Diffie-Hellman (DH) is a mechanism that allows two parties to create a shared secret over a public, insecure channel also known as a key exchange. Since all message exchanges are public the eavesdropper will not be able to determine the shared secret.

Both parties agree on a shared public base, which is known to everyone, including potential eavesdroppers. Each party then generates its own public key, which can also be shared openly. In addition, each party has a private key that is kept strictly secret and never transmitted.

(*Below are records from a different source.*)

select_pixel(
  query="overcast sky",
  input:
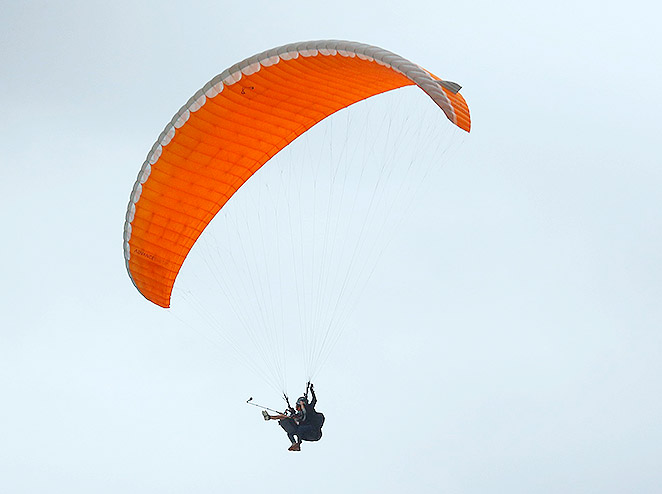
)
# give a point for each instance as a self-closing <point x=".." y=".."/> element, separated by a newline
<point x="509" y="341"/>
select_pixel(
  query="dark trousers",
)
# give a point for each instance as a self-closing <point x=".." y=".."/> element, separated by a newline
<point x="303" y="432"/>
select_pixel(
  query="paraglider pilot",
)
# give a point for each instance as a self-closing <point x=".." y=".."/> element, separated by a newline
<point x="303" y="424"/>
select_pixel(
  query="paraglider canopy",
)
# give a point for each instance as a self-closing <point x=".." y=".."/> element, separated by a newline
<point x="234" y="125"/>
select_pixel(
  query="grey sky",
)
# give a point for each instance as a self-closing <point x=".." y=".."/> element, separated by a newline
<point x="509" y="341"/>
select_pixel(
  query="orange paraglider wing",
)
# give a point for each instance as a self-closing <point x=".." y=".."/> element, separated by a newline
<point x="234" y="125"/>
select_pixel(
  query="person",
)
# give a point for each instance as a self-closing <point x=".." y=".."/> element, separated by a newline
<point x="303" y="423"/>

A cornerstone of this mechanism is that deriving the private key from the public key is considered computationally infeasible, meaning it would take an impractically long time to compute.

Introduction

Charlie and Brianna want to establish a shared secret they need the following elements:

Public Base Value that everyone (including an eavesdropper) can see
Private Key Value is private (to only one party) often a randomly generated number.
Public key Value is calcualted from the private key and the base

Mixing

Charlie and Brianna to exchange their public keys (if they havent already in advance) keeping the public key secret adds a layer of obscuration. An eavesdropper now knows the public base and the public keys—but they still don't know the private keys.

Charlie Public Key C-Pub
Charlie Private Key C-Priv
Public Base Base

Brianna Public key B-Pub
Brianna Private key B-Priv
Public Base Base

Q(x,y)
d
G(x,y)

Expresison I: Charlie mixes his Private Key (C-Priv) with Briana’s Public key (B-Pub)
Expresison II: Briana’s mixes her Private Key (B-Priv) with Charlie's Public key (C-Pub)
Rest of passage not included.